Pensions - Articles - Workplace pension reforms - PwC's head of pensions comments


 The Department for Work and Pensions (DWP) has set out a range of proposals to reshape workplace pensions for future generations. Commenting on the proposals, Raj Mody, head of pensions at PwC, said:

 “It is great that the Government is focused on how to get more people to save for their retirement. The proposals hold a lot of merit in principle, but the stumbling block will be whether companies have the appetite to provide these types of pensions. Regular revisions to pension rules have left employers disillusioned, with little appetite to take on any more risk than they need to.

 “If the financial services market can develop products which meet the characteristics of the ideas outlined by the DWP, and with reasonable costs and charges, then employers will be much more prepared to adopt them.
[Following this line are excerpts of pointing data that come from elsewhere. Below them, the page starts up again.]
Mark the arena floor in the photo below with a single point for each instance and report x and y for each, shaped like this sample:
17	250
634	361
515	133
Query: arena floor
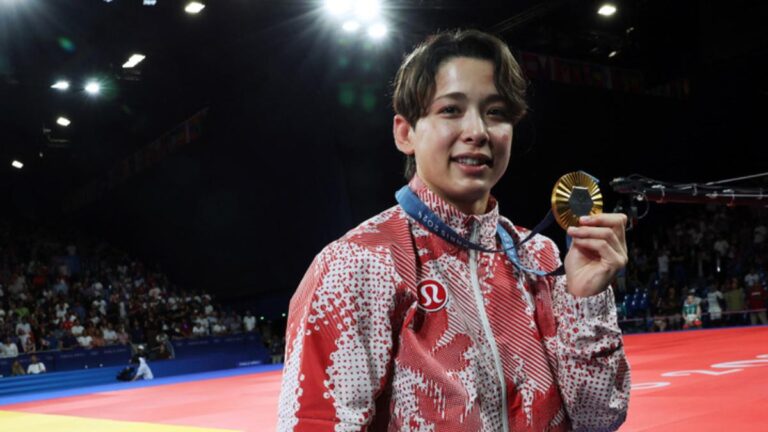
705	380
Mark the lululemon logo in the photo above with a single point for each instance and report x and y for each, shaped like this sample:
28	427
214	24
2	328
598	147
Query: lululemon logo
432	295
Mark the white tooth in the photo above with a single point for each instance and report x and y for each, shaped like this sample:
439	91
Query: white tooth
469	161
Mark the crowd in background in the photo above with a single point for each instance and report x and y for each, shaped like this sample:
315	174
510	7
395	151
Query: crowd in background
699	267
57	295
696	267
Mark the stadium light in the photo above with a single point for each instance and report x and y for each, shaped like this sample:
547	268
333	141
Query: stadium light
194	7
377	31
607	9
133	61
61	85
351	26
93	87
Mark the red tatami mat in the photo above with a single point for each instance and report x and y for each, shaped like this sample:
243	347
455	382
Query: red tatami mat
707	380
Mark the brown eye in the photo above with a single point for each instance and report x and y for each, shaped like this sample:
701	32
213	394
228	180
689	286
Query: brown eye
450	109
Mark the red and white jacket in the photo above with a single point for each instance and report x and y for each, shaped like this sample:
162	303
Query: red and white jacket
393	328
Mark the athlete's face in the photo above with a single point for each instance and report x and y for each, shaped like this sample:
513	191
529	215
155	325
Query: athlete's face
462	145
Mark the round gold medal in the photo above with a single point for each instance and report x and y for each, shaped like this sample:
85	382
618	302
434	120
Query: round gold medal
575	194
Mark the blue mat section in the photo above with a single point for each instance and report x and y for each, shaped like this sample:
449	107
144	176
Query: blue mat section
118	386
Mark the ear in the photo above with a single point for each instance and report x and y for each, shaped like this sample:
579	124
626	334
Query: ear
401	130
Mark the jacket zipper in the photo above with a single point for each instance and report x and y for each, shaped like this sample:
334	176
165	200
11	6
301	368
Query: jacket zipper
487	329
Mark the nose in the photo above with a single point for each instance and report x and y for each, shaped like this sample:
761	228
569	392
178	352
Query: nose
475	129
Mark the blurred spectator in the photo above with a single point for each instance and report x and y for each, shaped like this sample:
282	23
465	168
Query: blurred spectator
8	349
249	322
714	297
756	304
691	312
17	369
143	371
35	366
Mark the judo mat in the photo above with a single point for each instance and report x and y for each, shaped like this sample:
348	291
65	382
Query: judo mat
701	380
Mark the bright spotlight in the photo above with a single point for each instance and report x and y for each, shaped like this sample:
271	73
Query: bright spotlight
61	85
351	26
194	7
133	61
377	31
338	7
607	9
93	87
368	10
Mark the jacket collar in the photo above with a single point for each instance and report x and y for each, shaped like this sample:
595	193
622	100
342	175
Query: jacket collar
460	222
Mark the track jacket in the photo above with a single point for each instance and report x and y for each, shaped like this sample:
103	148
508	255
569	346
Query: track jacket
394	329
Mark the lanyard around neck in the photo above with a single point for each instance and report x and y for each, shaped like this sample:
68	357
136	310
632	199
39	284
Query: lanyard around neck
419	211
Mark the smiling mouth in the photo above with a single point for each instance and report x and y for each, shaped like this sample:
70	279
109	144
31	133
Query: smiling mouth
473	161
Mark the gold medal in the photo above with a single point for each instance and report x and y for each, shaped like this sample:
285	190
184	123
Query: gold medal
575	194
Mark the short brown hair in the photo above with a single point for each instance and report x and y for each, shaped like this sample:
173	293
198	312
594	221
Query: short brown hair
414	84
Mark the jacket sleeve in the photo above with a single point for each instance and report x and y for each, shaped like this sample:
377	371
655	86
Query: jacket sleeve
592	373
338	341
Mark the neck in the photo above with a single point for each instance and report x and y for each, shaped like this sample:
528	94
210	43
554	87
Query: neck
473	206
But I doubt many employers will want to initiate these kinds of protections for members and underwrite them directly, for fear of future governments ramping up the regulatory burden.

 The cost of trying to provide guarantees to defined contributions pots could be both expensive and prohibitive for employers and providers so there could be more value in educating scheme members as to how their pension scheme works and the risk and rewards that come with their investments.

 “The proposal to create a slimmed down defined benefit (DB) version is welcome but sadly is likely to be too little too late. The challenge will be persuading employers to move back towards an arrangement where they are tied into a pension promise, as so many have swung away from offering DB schemes. For a noticeable shift in company provision back to anything with a DB element, you would need to remove more than just the compulsory inflation-linking promise but also give more flexibility around areas like reacting to dramatic improvements in longevity for example."

 "What is needed for workers and employers alike is a simple, stable pensions regime so that they can easily plan for the long term. Improved visibility and clarity on how defined contribution pensions are performing over a worker's lifetime could really help improve trust in pensions as a stable and reliable way to save for their retirement."